Lo Stato italiano in Stellantis? Tavares sbarra la strada

L'ad: "Non vedo la necessità, il governo può usare meglio le tasse". Obiettivo: 300 miliardi di ricavi

Lo Stato italiano in Stellantis? Tavares sbarra la strada

«Non vedo la necessità dell'ingresso dello Stato italiano nell'azionariato di Stellantis». L'ad del gruppo, Carlos Tavares, risponde così a una domanda de il Giornale, a margine della presentazione, ieri ad Amsterdam, del piano strategico al 2030. «Possiamo proteggere l'Italia senza avere il governo nell'azionariato - ha affermato - e lo stesso governo può usare meglio le tasse degli italiani». Qualche settimana fa era stato il Copasir a sollevare la questione parlando di rischio di spostamento del controllo dell'azienda dalla parte francese (l'Eliseo, in proposito, ha mantenuto la sua partecipazione).

Sui temi riguardanti l'Italia, Tavares non è entrato nel merito, se non per informare che l'accordo per la realizzazione della Gigafactory a Termoli potrebbe arrivare tra alcune settimane. «Il sostegno che giungerà dal governo italiano - ha spiegato - è simile a quello stabilito in Francia e Germania per le altre due Gigafactory in Europa. Quella di Termoli sarà realizzata da Acc, che vede come nostri soci anche TotalEnergies e Daimler. Stiamo allineando le agende per avere il via libera di Daimler». Sull'impegno del gruppo in Italia, Tavares ha voluto ribadire che «la Penisola è una delle colonne di Stellantis e stiamo investendo per rilanciare Alfa Romeo, Lancia ed elettrificare Fiat».

Di piani sulle fabbriche e nuovi prodotti se ne parlerà probabilmente il 10 marzo in occasione del nuovo «Tavolo» a cui parteciperanno, con i sindacati di categoria, i ministri Giancarlo Giorgetti (Sviluppo economico) con il suo vice Gilberto Pichetto, e Andrea Orlando (Lavoro).
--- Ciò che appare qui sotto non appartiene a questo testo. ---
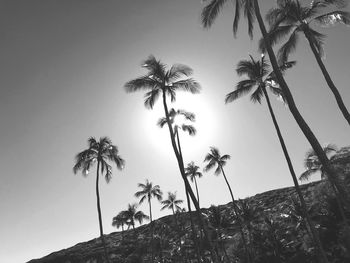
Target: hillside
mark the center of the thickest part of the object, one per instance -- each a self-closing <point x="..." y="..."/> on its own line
<point x="273" y="226"/>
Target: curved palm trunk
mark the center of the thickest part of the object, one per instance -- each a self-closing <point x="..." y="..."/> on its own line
<point x="328" y="79"/>
<point x="194" y="235"/>
<point x="343" y="194"/>
<point x="187" y="185"/>
<point x="314" y="233"/>
<point x="99" y="213"/>
<point x="237" y="216"/>
<point x="195" y="183"/>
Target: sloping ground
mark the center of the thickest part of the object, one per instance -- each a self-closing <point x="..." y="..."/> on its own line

Il tema degli impianti produttivi, secondo l'ad di Stellantis, deve comunque essere affrontato a livello europeo, in quanto «a guidare le nostre strategie sul futuro dei siti nel Vecchio continente, a iniziare da quelle in Italia, saranno le dimensioni del mercato: noi abbiamo i marchi, il prodotto, ci mettiamo gli investimenti per l'elettrificazione, ma il problema sarà la quota del mercato europeo sul totale mondiale». Il fattore decisivo, in pratica, riguarderà le limitazioni all'uso delle auto, «ma questa è una cosa alla quale devono dare una risposta i leader politici, non gli amministratori delegati». Le vendite globali in Europa, in proposito, sono scese da 18 milioni di unità nel 2019, l'anno pre-pandemia, a 15 milioni. «E se si continuerà a scendere - ecco l'allarme lanciato da Tavares - questo non sarà un problema solo per Stellantis, ma per l'intero settore e tutta l'Europa».

Stellantis, intanto, accelera sempre più su sostenibilità ed elettrificazione. Entro il 2038 il gruppo si propone, fin da ora, come campione nella mitigazione del cambiamento climatico, raggiungendo l'obiettivo del dimezzamento delle emissioni di CO2 per il 2030. «Stiamo preparando la strada - ha approfondito l'ad - affinché, entro la fine del decennio, il 100% delle vetture in Europa e il 50% negli Usa siano elettriche. Stimiamo di avere oltre 75 modelli elettrici e di raggiungere, per il 2030, quota 5 milioni di vendite globali l'anno». Il primo Suv tutto elettrico con il marchio Jeep arriverà nel 2023, mentre per il pick-up Ram 1500 l'anno sarà il 2024. Stellantis punta anche alla leadership nei furgoni, grazie ai 26 nuovi lanci.

A proposito di novità, saranno più di 100 quelle previste al 2030 e 30 quelle per la Cina, dove il gruppo punta a totalizzare 20 miliardi di ricavi. Sui conti, Stellantis stima di raddoppiare i ricavi a 300 miliardi nel 2030, con margini di reddito operativo rettificato a due cifre per tutto il periodo, e più di 20 miliardi in flussi di cassa liberi industriali.

Stellantis raggiungerà, inoltre, 5 miliardi di sinergie di cassa annue entro il 2024, un anno in anticipo rispetto alle previsioni. Ieri, in Borsa, il titolo, complice un'altra giornata nera a causa del conflitto in Ucraina, ha perso il 6,9% a 15,23 euro.